Something peculiar I’ve noticed in recent days is how we are all reminiscing a lot as we spend more time together as families (and, maybe, friends). I’m not so surprised as this is a familiar coping mechanism, especially to hark back to ‘better’ days. However, it’s funny what triggers it, and what others do with memories that resurface, whether they are part of the memory or not. For us, it’s interesting because our household is currently with three generations (visiting grands) not the usual two (parents and child) or recent one (parents). Those involved in the recollections often have different reminiscences, and disputes can arise as these different recollections contend for credibility.
I’m also intrigued by what triggers some recollections. For instance, out of the blue, it seems, I had thoughts early this morning about my first visits to Moscow in 1994. Out of the blue isn’t really right, because during those early visits I saw the waning lights of Soviet life, which was often about limited access to basic consumer goods, and as we see people struggle with that during the pandemic, I’ve drawn attention in recent weeks to some of those Russian experiences, eg people lining up for bread, as we’ve seen people lining up fervently for bread and other ‘essentials’ in Jamaica in recent weeks. It’s a common response to scarcity and uncertainty.
But, what other memories have been floating back? We’ve spent a lot of time over dinner retelling stories and my daughter has been the main beneficiary as her life is the shortest and the adults all have lots of living under their belts.

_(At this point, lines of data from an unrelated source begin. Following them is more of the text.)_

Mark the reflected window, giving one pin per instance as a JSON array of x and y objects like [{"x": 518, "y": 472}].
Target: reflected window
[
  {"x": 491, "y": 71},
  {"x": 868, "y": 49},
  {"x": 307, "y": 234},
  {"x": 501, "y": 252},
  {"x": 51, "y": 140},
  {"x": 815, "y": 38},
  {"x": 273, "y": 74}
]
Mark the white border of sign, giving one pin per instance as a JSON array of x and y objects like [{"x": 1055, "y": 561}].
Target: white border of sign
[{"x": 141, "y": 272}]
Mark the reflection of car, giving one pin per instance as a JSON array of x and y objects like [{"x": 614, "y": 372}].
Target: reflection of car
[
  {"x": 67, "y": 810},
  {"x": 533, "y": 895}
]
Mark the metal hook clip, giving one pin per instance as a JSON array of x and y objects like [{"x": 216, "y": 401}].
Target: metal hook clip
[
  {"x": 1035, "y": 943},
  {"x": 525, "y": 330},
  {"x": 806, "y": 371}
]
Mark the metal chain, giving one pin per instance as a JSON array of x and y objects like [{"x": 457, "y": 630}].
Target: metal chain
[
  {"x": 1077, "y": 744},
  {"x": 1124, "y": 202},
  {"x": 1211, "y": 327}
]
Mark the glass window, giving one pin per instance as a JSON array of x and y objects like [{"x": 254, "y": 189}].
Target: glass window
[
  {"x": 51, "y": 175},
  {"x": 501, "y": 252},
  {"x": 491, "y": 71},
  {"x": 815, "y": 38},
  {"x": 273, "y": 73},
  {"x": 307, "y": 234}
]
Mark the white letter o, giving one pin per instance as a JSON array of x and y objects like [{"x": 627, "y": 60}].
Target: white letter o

The grands have recounted their stories when children in Inagua, and harked back to their parents and even grandparents. My daughter has begged to hear and been surprised to hear about her parents’ lives before she was born. She also only has vague recollections about her fist three year in Guinea, west Africa, so was fascinated when I retold stories of when she was about a year old and we went on an adventurous road trip it’s my father, visiting from Jamaica. She knows we’ve done many things in different countries, but the stories come without time lines. So, when I mentioned fondue and her mother then mentioned spending time in Basel, Switzerland, before we’d ever met, our daughter was all ears.

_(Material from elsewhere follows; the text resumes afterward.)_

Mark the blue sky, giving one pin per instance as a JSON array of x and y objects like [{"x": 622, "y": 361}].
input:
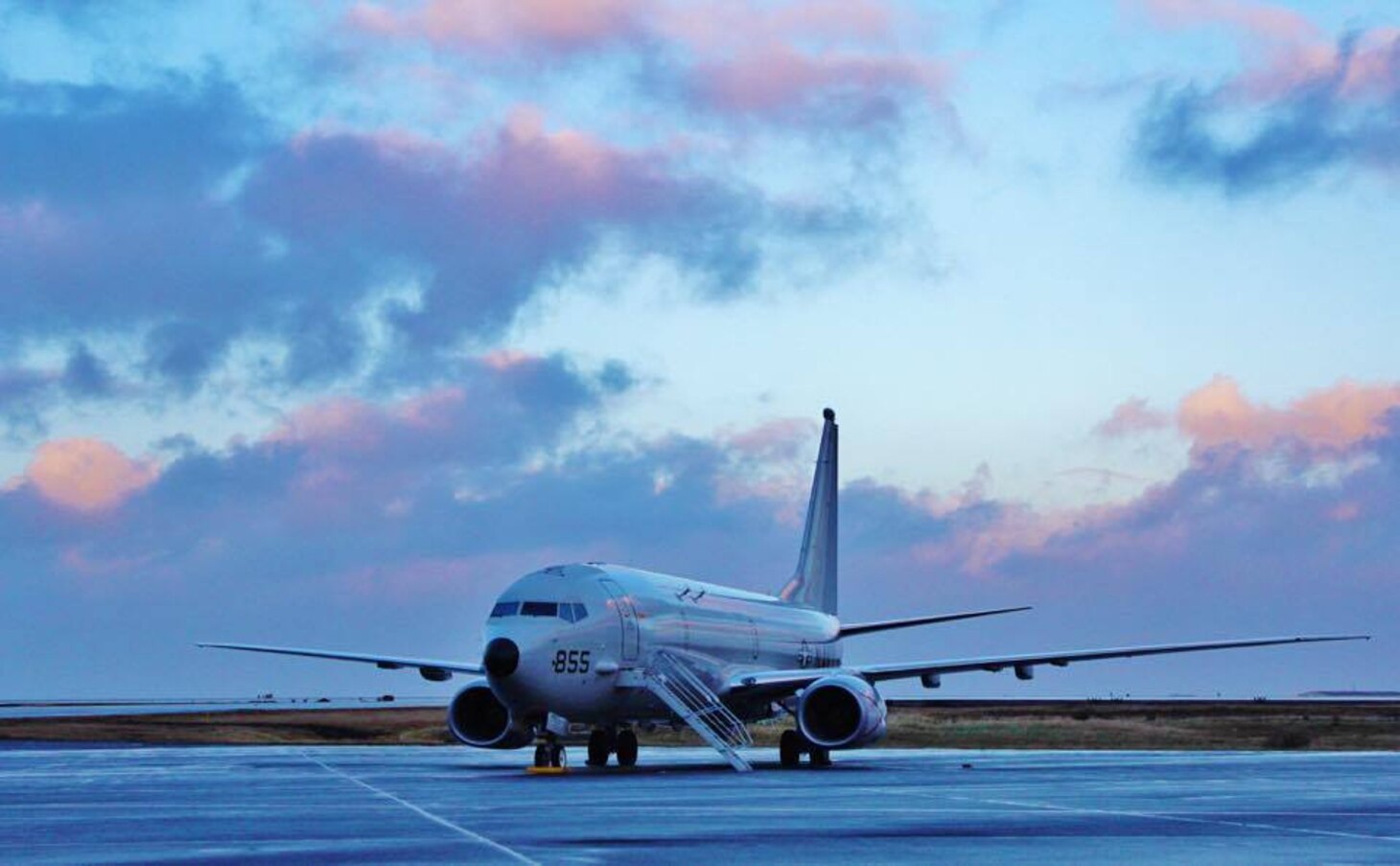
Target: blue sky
[{"x": 365, "y": 309}]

Funnily enough, at various stages during the past weeks, I’ve rifled through old photographs and last week was trying to see if I could convert slides into images from when I coached football/soccer in the late-1990s. Photos are vivid reminders, and often of positive events. The counterpart to that is our recording of memories of living through the current pandemic. Notably, the images are of people enjoying themselves, nothing negative or sombre.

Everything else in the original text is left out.